Back Porting C++20 Coroutines to C++14 -- A Tutorial
This post gives another perspective on the C++20 coroutines by presenting a small library that emulates them using C++14 and a couple macros to aid readability. For example, the following two functions g20(), g14() both implement the same coroutine functionality. While the C++20 version is clearly a bit simpler, both are functionally equivalent and sufficiently readable. Next, we will unpack what the ‘‘coroutine transformation’’ is and how it can [partially] be implemented without specialized compiler support.
my_future<int> h(); // C++20 version my_future<int> g20() { int i = co_await h(); if (i == 42) i = 0; co_return i; } // C++14 version my_future<int> g14() { // Specify the return type and lambda capture and local variables. CO_BEGIN(my_future<int>, i = int{}); // assign the result of h() to i CO_AWAIT(i, h()); if (i == 42) i = 0; CO_RETURN(i); CO_END(); }
Due to certain limitations of macros, etc., all local variables that span a CO_XXXX macro must be “lambda captured” in the CO_BEGIN macro. We will discuss this more below but CO_BEGIN must be passed the return type followed by the body of a lambda capture as if the rest of the code is in a lambda that can not have local variables. For example, CO_END(my_future<int>, i = int{}); loosely gets translated into
[i = int{}] ()->my_future<int> { //<body-of-the-coroutine> }
This likely gives the reader a hint at how we will port C++20 coroutines back to C++14.
Coroutine Usage
First, let us review some basic coroutine functionality. If the reader is familiar with coroutines feel free to skip to the next section. Coroutines can be thought of as a stateful function that can “pause” its execution and then be resumed later by the caller or someone else.
co_await
There are a couple of situations where a coroutine might be paused, or “suspend” in coroutine terminology. The most common is when the coroutine executes a co_await call of some awaitable (e.g. some other coroutine) and the result is not ready yet. For example, in the functions above we call co_await h(). The function h() returns a my_future<int> which implements the interface of an “awaitable” with value type int. This interface allows the compiler to auto generate some code that determines if the underlying value is ready now or if the current coroutine should suspend while we wait for h() to complete.
To make the example a bit more concrete, h() could be fetching a value from some server on the internet which is slow.

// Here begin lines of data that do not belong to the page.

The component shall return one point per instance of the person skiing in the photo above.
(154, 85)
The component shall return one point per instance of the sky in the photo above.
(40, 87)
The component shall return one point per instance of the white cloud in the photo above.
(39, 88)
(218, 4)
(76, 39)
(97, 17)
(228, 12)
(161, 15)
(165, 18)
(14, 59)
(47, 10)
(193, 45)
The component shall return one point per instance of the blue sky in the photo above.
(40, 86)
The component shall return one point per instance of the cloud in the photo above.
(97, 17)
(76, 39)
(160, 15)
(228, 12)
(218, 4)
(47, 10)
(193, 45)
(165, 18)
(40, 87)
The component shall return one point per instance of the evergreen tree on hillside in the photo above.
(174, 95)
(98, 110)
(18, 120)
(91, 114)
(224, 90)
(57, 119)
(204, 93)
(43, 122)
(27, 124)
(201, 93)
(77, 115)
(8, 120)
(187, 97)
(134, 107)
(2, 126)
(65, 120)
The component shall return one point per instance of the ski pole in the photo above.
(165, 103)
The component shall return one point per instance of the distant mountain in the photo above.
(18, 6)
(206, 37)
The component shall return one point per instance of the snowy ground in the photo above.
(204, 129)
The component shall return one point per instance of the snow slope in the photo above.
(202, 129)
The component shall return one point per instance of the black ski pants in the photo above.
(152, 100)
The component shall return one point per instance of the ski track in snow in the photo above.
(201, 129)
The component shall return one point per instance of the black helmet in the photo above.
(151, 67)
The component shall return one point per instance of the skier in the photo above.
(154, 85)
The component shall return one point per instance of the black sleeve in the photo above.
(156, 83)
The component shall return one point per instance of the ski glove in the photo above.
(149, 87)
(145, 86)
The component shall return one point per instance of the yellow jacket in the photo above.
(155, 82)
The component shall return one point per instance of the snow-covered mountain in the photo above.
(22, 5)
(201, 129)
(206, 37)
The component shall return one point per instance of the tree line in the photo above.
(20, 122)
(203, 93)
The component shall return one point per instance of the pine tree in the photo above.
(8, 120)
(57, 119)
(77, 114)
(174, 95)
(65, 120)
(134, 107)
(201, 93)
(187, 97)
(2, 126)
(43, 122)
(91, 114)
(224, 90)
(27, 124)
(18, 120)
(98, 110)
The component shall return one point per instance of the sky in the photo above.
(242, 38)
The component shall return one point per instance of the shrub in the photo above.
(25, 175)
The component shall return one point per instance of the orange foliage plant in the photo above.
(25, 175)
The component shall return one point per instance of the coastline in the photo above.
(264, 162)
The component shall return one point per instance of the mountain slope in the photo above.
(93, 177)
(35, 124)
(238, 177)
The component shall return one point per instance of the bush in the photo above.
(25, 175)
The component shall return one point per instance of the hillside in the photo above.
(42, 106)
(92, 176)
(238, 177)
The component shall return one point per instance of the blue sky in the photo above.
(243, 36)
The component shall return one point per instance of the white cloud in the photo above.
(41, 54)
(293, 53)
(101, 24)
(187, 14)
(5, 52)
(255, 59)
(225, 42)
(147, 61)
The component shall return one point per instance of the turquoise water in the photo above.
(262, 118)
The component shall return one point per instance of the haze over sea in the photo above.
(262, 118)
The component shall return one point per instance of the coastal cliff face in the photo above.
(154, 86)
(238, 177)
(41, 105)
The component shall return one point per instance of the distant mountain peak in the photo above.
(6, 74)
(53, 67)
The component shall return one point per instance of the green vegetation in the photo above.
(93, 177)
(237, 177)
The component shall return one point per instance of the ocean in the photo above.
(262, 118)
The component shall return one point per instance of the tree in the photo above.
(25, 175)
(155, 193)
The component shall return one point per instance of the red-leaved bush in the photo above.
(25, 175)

While we wait, we want to pause this coroutine and allow the caller to go do something else. Once h() finishes, our coroutine can be resumed either by h(), by some other thread or we can be notified in some way and manually resume the coroutine. The how/when/who resumes the coroutine can be customized by our return type my_future<int> and what we are co_awaiting on.

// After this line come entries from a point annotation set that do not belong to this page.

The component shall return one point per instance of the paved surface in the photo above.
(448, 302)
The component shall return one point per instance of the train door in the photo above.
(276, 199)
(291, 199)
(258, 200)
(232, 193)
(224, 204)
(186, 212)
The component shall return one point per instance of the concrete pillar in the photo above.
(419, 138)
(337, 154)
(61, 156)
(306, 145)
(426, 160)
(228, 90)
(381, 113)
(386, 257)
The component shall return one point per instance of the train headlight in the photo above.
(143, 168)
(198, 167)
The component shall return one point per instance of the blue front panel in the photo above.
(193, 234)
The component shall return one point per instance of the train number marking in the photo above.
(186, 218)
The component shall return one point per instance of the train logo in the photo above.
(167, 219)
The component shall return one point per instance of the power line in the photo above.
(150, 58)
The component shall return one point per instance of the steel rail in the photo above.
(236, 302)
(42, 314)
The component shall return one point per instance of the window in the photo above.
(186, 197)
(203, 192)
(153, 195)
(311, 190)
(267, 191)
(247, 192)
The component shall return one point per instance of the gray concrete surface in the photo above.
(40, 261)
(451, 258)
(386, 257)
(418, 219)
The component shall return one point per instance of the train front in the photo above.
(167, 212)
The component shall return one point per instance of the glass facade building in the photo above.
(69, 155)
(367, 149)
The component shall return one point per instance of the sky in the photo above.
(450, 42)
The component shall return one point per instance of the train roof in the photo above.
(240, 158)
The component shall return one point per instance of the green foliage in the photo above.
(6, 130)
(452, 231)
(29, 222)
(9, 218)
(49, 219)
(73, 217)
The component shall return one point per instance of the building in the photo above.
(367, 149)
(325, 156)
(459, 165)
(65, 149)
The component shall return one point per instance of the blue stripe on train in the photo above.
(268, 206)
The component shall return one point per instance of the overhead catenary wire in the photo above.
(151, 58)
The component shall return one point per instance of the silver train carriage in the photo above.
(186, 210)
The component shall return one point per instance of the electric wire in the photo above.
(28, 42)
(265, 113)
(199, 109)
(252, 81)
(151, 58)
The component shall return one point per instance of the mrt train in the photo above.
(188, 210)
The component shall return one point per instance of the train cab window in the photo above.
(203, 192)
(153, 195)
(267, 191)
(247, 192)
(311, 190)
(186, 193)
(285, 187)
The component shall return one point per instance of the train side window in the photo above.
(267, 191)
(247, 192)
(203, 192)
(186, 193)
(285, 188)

If the underlying int that is provided by h() is ready immediately, our coroutine does not need to suspend. Whenever the underlying value is ready, either immediately after the call to h() or when the coroutine is resumed, execution of the coroutine continues. The next thing to be executed is compiler generated code that passes the value held in the my_future<int> to the current coroutine, i.e. assigns it to int i in our examples. More details on this compiler generated code later. Finally, execution of the coroutine continues with the next statement after the co_await.
co_yield
Another example of when a coroutine can be suspended is with the co_yield keyword. The exact semantics of this is customizable but typically it is used to suspend the current coroutine and pass a value back to the caller. This is similar to returning a value but we are allowed to resume the coroutine later. Typically, the caller will use this value and then resume the coroutine which can co_yield another value back to the caller or run to completion. A classic example of this is to lazily generate a range of values. For example, range20, range14 both return a my_range<int> which allows the caller to iterate over the values that are co_yield out of the coroutine. This example prints the string 2,3,4,5,6,7,8,9,.

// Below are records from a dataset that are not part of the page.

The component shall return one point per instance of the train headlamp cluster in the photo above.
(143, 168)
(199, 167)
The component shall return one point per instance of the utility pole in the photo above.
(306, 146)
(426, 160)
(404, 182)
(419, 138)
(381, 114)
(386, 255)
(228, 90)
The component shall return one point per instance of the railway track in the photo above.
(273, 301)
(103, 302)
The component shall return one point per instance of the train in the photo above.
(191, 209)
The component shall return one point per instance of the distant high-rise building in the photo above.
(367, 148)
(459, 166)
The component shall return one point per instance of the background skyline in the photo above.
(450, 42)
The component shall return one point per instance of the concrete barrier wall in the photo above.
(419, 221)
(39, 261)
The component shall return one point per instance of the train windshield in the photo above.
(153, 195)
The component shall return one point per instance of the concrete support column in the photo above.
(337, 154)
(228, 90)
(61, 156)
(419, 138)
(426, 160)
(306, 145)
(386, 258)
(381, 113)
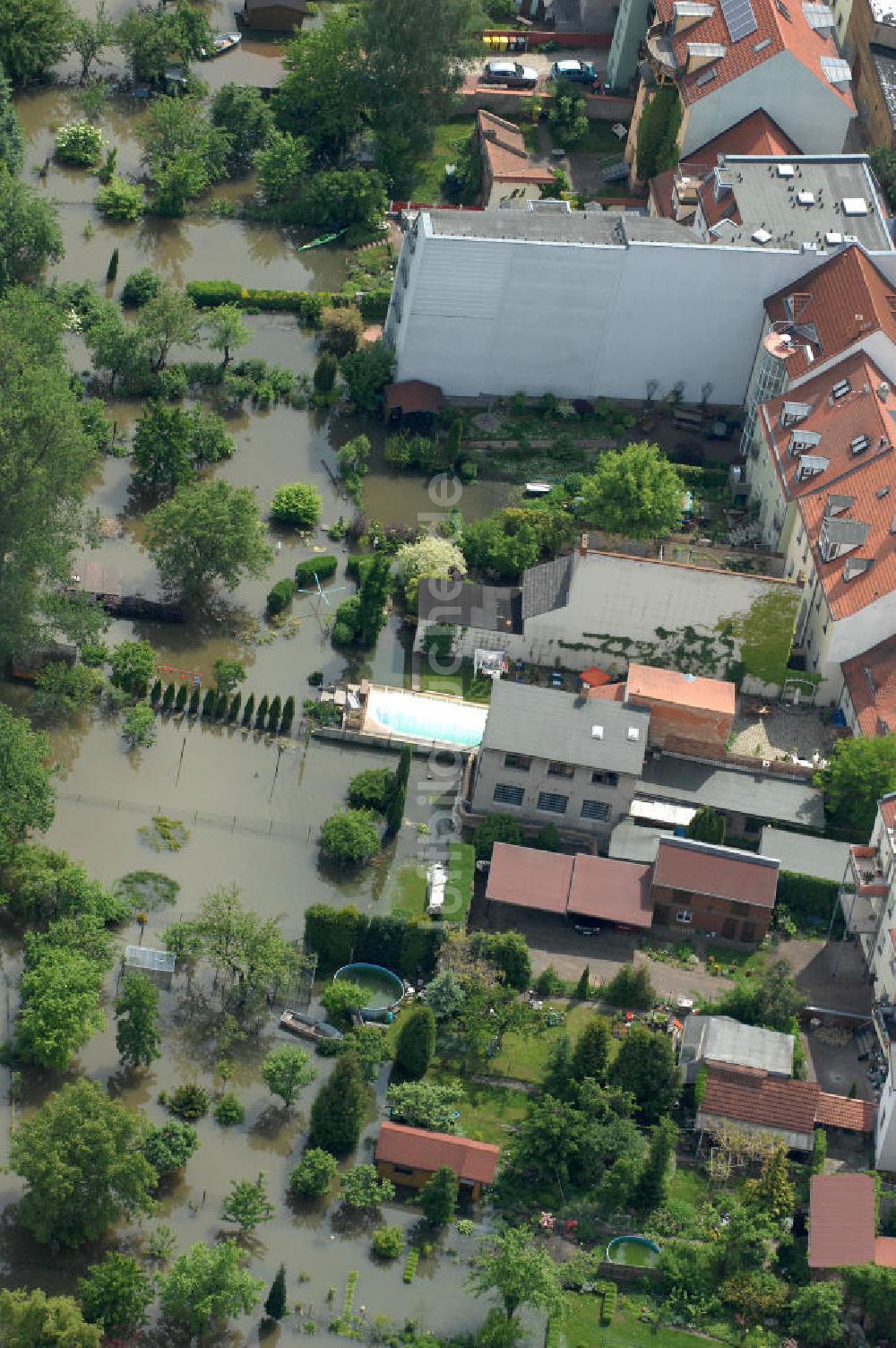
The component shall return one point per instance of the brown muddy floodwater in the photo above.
(254, 807)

my_range<int> range20(int begin, int end) { for (int i = begin; i < end; ++i) co_yield i; } my_range<int> range14(int begin, int end) { CO_BEGIN(my_range<int>, begin, end, i = int{}); for (i = begin; i < end; ++i) CO_YIELD(i); CO_END(); } void example() { for (int i : range14(2, 10)) std::cout << i << ','; }
Importantly, the return type of the coroutine, in this case my_future<int>, must implement a certain interface in order for the coroutine body to interact with it. In brief, this interface consists of the return type having an associated promise_type which implements certain functions. For co_yield <expr>; statements, the <expr>; value is forwarded to promise_type::yield_value(<expr>) which, in our example, somehow forwards it to the return value my_range<int> so that the caller can consume it. Similar “customization points” are required for determining how the other situations are handled.
co_return
To return a value from a coroutine we must use co_return instead of normal return. This special return keyword helps the compiler know that the current function is a coroutine as opposed to a normal function. In particular, from the function signature my_future<int> g20() there is no way to tell if the body of the function is coroutine or a normal function that just happens to return a my_future<int>.
More generally, whenever the compiler sees at least one co_await, co_yield or co_return keyword, it will convert the function body into a coroutine by performing the “coroutine transformation.” Importantly, this transformation is just an implementation detail. The caller does not know or care if my_future<int> g20() is a coroutine or implements the required logic in some other way.
Next, we will discuss precisely that, how to implement the coroutine transformation manually and then introduce the macros you see above to aid readability.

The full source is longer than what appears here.